Claudio Jorge Willer (2 December 1940 – 13 January 2023) was a Brazilian poet, translator, essayist and critic.

== Life and career ==
Of German Jewish descent, Willer graduated in psychology, from University of São Paulo (USP) (1966), and in Social and Political Sciences, from Fundação Escola de Sociologia e Política de São Paulo (1963), and received his PhD in literature, from USP, in the area of Comparative Studies of Portuguese Language Literatures, with the thesis Um Obscuro Encanto: Gnose, Gnosticismo e a Poesia Moderna, approved with distinction on 28 March 2008. He completed post-doctoral studies in 2011, also in literature at USP, with essays on the theme "Strange Religions, Mysticism and Poetry".

His poetic output stands out for its connection with surrealism and the Beat Generation. Willer also worked as a translator, translating works by Lautréamont, Antonin Artaud, Allen Ginsberg and Jack Kerouac to Portuguese. Along with Sergio Lima and Roberto Piva, he was one of the few Brazilian poets mentioned in a review on surrealism in São Paulo, published in February 1965 by the French periodical La Bréche - Action Surréaliste, directed by André Breton.

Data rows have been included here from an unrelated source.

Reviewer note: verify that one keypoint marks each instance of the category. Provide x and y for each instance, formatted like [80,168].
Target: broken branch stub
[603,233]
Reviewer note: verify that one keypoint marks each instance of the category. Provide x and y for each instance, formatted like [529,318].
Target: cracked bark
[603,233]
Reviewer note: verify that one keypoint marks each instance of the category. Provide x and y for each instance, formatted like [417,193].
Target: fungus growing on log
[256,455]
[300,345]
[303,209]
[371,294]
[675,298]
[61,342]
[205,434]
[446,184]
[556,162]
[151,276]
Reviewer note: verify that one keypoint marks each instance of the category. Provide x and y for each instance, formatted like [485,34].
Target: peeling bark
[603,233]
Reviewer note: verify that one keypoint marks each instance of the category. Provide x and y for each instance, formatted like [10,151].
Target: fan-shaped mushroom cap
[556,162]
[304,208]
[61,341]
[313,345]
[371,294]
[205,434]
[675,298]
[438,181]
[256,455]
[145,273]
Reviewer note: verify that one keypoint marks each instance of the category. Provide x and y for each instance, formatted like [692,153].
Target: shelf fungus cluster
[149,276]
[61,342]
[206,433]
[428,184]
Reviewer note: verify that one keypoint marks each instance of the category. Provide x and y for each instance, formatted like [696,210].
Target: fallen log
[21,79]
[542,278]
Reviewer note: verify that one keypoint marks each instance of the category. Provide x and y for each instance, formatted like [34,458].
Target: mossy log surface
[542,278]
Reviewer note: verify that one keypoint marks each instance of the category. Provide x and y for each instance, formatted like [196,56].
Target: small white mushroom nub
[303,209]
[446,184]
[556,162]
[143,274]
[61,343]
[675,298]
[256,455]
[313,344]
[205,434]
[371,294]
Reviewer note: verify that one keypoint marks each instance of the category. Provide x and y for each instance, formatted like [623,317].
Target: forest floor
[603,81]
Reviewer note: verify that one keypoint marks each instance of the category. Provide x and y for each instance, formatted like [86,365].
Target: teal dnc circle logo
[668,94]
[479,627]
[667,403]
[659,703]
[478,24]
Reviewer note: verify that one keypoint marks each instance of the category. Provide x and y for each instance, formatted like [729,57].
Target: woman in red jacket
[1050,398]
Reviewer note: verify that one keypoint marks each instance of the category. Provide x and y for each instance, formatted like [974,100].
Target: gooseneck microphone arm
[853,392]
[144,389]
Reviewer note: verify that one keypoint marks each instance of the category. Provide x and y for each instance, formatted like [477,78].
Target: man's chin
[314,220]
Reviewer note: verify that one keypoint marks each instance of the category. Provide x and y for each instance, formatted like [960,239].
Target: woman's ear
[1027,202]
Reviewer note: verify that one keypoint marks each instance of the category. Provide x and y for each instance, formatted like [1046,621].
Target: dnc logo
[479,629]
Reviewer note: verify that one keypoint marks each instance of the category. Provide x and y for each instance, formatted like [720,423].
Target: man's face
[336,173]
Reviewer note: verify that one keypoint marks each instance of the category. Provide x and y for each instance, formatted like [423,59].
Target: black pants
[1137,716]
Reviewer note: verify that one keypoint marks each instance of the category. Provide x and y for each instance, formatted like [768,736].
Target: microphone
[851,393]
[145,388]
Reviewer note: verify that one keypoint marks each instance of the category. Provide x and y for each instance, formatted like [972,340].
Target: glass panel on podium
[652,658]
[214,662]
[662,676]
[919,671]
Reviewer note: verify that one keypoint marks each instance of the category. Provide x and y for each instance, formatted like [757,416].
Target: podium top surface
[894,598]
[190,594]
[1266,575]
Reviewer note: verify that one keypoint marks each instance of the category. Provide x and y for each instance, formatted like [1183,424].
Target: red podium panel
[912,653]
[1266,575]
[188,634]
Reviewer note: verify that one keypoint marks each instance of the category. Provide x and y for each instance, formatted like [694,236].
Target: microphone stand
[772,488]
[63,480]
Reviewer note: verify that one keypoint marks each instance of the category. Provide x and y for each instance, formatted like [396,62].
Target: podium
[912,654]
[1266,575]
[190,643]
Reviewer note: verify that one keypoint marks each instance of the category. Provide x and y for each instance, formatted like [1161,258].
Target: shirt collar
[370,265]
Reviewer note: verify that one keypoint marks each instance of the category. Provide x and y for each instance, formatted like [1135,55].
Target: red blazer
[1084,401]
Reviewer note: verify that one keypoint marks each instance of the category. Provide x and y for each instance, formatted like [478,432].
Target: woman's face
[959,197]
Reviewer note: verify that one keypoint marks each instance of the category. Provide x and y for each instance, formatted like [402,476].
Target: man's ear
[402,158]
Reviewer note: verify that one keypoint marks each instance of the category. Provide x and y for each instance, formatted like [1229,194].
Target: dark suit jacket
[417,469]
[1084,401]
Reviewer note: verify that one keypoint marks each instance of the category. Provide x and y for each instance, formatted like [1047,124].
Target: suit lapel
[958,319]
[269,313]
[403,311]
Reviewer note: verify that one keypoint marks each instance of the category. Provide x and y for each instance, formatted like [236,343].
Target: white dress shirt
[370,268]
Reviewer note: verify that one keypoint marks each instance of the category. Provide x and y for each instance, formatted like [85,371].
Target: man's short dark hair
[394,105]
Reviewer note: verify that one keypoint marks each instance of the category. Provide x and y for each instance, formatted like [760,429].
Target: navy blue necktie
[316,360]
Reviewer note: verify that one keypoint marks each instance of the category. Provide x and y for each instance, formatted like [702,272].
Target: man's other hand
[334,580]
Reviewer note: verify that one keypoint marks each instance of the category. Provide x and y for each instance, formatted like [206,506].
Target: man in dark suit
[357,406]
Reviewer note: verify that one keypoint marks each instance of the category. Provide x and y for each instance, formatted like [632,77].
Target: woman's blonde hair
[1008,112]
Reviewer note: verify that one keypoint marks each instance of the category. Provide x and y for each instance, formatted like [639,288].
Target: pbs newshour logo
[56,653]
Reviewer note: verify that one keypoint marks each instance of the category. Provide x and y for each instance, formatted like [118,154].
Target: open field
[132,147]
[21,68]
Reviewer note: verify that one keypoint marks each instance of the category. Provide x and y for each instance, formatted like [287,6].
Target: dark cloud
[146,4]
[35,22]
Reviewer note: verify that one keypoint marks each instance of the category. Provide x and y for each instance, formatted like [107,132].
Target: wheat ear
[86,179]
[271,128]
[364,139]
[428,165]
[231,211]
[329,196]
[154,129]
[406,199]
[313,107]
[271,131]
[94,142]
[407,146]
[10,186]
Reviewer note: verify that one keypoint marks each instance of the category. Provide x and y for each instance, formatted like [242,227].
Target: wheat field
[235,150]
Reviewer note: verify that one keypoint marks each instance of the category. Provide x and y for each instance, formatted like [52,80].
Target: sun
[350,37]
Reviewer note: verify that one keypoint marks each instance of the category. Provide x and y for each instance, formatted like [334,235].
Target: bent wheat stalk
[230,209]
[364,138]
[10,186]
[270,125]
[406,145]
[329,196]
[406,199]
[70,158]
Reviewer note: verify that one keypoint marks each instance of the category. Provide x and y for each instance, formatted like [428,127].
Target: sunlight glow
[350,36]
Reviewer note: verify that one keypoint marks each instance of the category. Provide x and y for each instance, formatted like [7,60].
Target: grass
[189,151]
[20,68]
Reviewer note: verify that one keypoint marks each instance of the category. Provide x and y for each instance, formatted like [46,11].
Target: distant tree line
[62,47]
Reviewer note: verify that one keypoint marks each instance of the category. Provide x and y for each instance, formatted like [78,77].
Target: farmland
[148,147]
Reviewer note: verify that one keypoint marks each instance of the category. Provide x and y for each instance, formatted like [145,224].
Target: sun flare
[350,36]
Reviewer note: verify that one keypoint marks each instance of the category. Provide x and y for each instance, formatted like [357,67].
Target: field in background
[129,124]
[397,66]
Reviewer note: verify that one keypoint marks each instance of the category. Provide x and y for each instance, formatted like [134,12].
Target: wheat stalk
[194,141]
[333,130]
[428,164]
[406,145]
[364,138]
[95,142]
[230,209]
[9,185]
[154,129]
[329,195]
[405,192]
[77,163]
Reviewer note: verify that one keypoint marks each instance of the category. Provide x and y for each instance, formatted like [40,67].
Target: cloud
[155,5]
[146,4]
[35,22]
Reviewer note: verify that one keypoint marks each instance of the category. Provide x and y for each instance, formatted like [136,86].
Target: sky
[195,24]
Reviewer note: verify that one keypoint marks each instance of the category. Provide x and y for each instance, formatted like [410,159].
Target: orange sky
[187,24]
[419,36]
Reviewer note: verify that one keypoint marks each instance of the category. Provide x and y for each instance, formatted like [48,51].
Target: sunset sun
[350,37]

As a critic and essayist, he wrote for several Brazilian newspapers: Jornal da Tarde, Jornal do Brasil (section Ideias), Folha de S. Paulo, O Estado de S. Paulo, Correio Braziliense, Isto É and Cult magazines, and for alternative and independent press publications: Versus newspaper, Singular and Plural magazine, O Escritor da UBE newspaper, Linguagem Viva, Muito Mais, Página Central, Reserva Cultural (cinema), and others.

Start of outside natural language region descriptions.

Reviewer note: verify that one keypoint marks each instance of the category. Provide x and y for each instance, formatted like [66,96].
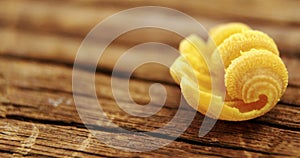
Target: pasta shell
[255,77]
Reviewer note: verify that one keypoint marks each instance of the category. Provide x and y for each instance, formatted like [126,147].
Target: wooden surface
[38,44]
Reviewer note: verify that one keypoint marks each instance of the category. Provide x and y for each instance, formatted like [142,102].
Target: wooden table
[38,45]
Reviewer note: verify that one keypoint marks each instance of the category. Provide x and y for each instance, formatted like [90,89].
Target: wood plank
[48,47]
[70,141]
[280,12]
[62,22]
[269,133]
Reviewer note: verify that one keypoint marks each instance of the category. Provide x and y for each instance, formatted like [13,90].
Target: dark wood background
[38,44]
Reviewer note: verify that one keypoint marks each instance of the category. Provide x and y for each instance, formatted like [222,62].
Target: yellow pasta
[255,76]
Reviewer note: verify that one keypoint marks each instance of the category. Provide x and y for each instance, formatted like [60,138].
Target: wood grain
[38,117]
[57,100]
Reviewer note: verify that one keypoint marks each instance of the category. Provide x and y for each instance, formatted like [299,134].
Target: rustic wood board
[38,117]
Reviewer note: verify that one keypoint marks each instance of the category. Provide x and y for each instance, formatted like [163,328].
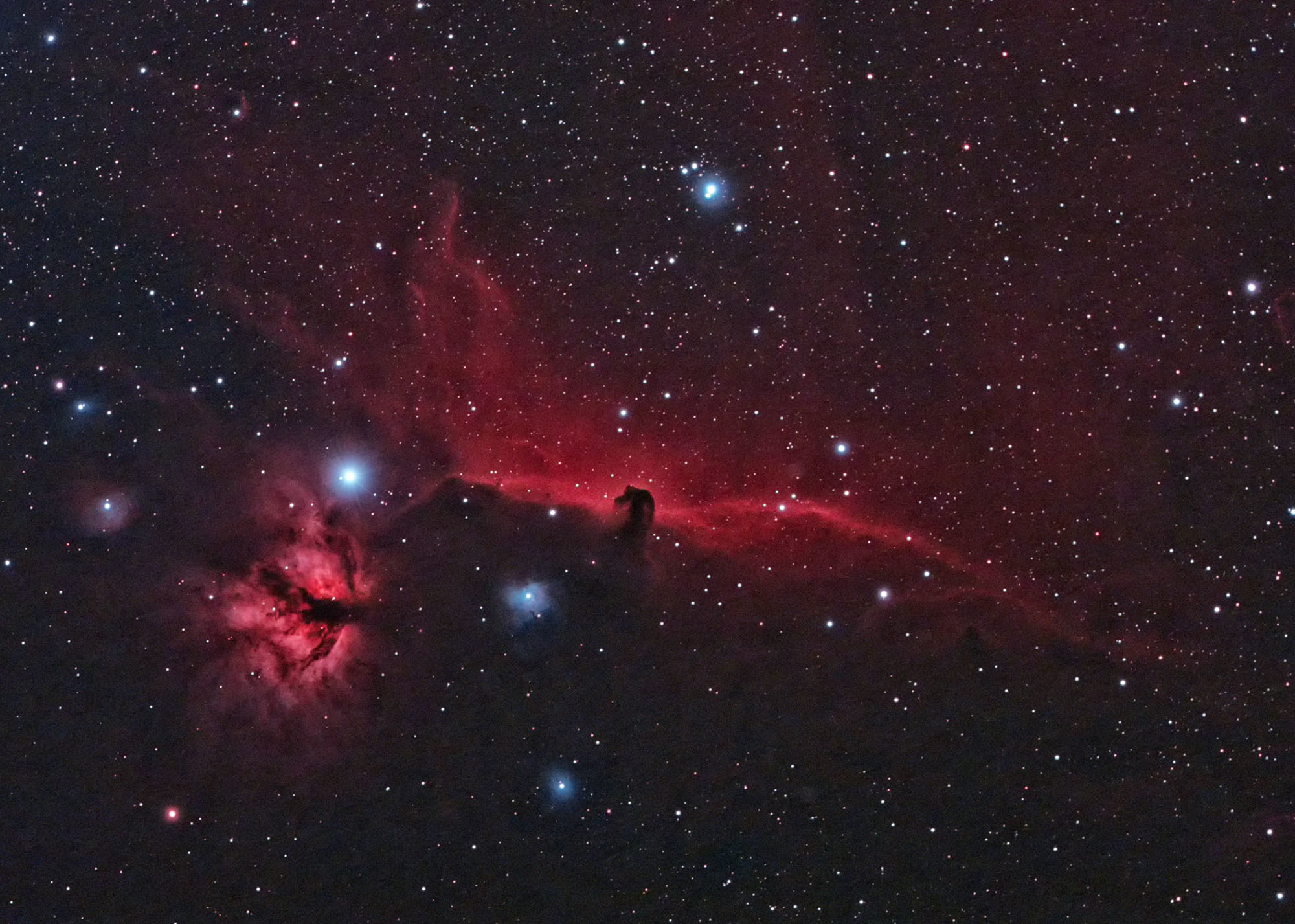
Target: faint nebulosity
[547,462]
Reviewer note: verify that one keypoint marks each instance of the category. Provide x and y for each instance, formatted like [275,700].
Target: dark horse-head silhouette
[642,512]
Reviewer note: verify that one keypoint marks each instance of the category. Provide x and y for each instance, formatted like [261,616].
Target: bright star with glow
[563,786]
[710,190]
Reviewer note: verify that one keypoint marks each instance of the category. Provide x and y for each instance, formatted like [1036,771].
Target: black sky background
[1000,253]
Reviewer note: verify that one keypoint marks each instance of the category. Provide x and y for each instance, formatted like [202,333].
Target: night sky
[647,461]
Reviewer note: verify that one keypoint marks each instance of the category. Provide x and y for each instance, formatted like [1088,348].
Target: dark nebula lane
[502,462]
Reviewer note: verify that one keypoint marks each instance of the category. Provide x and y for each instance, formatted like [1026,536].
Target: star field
[946,352]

Willer died from bladder cancer in São Paulo, on 13 January 2023, at the age of 82.

== Selected works ==

=== Poetry ===
- Anotações para um apocalipse. São Paulo: Massao Ohno Editor, 1964.
- Dias circulares. São Paulo: Massao Ohno Editor, 1976.
- Jardins da Provocação. São Paulo: Massao Ohno/Roswitha Kempf Editores, 1981.
- Estranhas Experiências, Rio de Janeiro: Lamparina, 2004.
- Poemas para leer en voz alta, poesia, translated by Eva Schnell, postfaceby Floriano Martins, Editorial Andrómeda, San José, Costa Rica, 2007.
- A verdadeira história do século XX, poesia, Lisboa, Portugal: Apenas Livros – Cadernos Surrealistas Sempre, 2015; Brazilian edition: São Paulo, Córrego, 2016.
- Extrañas experiencias, poesia 1964-2004, Claudio Willer, Nulu Bonsai Editora, Buenos Aires, 2018; translated by Thiago Souza Pimentel, photography by Irupê Tenório, prologue and review by Reynaldo Jiménez. With support from the Brazilian Ministry of External Relations Argentine edition of Estranhas experiências.

=== Prose and essay ===
- Dias ácidos, noites lisérgicas, crônicas, São Paulo: Córrego, 2019.
- "Os rebeldes: Geração Beat e anarquismo místico, ensaio", Porto Alegre: L&PM, 2014.
- "Manifestos 1964-2010", Rio de Janeiro: Azougue editorial, 2013.
- Volta, narrativa em prosa, São Paulo: Iluminuras, 1996 (3ª edição: 2004).
- Geração Beat. Porto Alegre: L&PM Pocket (coleção Encyclopaedia), 2009.
- Um obscuro encanto: gnose, gnosticismo e a poesia moderna. Rio de Janeiro: Civilização Brasileira, 2010.